Out of necessity, Lucy's fingers tightened around his, clinging to him with her eyes scrunched closed as she took in several deep breaths. As much as he wanted there to be something he could say or do to make this situation better for her, there was nothing he could do to change their circumstances. So, to that end, he said nothing. Just held her hand, his thumb brushing absently across the inside of her wrist.
It wasn't until Lucy's eyes opened, widening slightly, and dipped to their joined hands that he realized he was doing it.
What was he thinking?
He had no business comforting this woman.
None at all.
Knowing he should stop, withdraw his hand, and keep things as distant between them as possible didn't seem to help. For some reason, he couldn't seem to stop. There were so many things he wished he could explain, so many questions he wished he could ask, but in the end none of it would change a thing.
Abruptly, he released his hold on Lucy's hand before he did something stupid like pull her flush against him and kiss her until they both forgot everything else, including their own names.

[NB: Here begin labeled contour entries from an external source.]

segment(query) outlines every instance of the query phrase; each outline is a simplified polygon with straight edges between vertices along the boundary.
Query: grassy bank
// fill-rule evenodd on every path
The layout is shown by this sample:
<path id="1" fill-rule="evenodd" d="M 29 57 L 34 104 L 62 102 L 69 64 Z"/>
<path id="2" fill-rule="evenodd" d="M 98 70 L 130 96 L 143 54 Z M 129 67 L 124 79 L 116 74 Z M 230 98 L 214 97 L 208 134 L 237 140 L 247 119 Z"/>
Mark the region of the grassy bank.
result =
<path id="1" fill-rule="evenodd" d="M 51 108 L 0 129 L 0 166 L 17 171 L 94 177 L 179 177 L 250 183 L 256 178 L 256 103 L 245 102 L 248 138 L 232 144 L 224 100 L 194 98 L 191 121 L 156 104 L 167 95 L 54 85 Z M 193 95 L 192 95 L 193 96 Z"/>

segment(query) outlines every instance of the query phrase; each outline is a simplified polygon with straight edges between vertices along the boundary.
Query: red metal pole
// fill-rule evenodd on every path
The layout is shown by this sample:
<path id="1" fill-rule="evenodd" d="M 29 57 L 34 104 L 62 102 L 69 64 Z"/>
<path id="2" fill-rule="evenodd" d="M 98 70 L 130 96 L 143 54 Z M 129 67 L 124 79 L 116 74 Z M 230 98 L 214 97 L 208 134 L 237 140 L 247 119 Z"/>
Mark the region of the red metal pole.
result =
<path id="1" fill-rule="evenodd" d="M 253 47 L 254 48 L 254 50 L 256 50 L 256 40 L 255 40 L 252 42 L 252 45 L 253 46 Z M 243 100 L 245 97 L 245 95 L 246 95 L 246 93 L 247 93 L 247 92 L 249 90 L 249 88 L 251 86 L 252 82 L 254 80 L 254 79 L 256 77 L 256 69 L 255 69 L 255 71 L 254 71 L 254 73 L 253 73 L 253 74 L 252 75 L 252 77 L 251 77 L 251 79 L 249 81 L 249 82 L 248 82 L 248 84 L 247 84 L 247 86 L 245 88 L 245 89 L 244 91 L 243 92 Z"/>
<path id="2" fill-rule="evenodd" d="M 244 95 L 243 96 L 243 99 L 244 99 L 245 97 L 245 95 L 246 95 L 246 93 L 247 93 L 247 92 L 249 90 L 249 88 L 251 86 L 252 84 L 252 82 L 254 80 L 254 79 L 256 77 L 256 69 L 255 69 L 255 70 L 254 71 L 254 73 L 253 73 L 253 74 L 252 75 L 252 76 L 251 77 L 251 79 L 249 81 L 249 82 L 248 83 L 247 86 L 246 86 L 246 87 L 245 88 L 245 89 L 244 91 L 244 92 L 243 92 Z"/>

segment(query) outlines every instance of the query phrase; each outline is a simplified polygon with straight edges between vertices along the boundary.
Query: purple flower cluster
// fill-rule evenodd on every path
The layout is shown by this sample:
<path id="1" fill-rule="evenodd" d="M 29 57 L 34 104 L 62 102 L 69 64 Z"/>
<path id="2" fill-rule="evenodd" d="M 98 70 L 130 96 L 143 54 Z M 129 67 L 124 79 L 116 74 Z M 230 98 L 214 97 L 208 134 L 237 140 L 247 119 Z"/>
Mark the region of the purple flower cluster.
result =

It was tempting, the kiss would be phenomenal, Zander already knew that. This woman was so smart, logical, and practical on the outside, but he was positive that if you could get her to lose control, she would be all fiery passion on the inside.
With her wild blonde mane of silky locks and those huge, long-lashed baby blues, the kind of eyes you could drown in, he didn't have to guess to know that Lucy would be amazing in bed. Once she let her inner goddess out there would be no stopping her. She'd be tight, and hot, and wet, and a breathy moan would tumble through those plump lips as her head tipped back in pleasure.
Picturing what Lucy would be like in bed was a dangerous game, and one he better stop playing before he wound up making an already bad situation that much worse.
Without a word, he climbed through the mangled side of the plane, jumping the three feet down to the jungle floor, then turned to help Lucy down. While she didn't pull away from him, resisting his help, her body was stiff as his hands grasped her hips and he lifted her down.
When he started walking, Lucy followed. Whether he could expect her to stay close or not, for now at least, she seemed too weak and tired to try anything, but he couldn't let his guard down. Lucy was smart and resourceful, and he wouldn't put it past her to try something.
The last thing he wanted to do was hurt the woman, but the facts were, he had to get her to his intended destination. There were no other choices or at least none he could consider. So even though he didn't want to, he would do whatever it took to get her there.
Don't make me hurt you, Lucy.
I've caused enough pain.
Been responsible for enough deaths.
I don't need anything else on my conscience.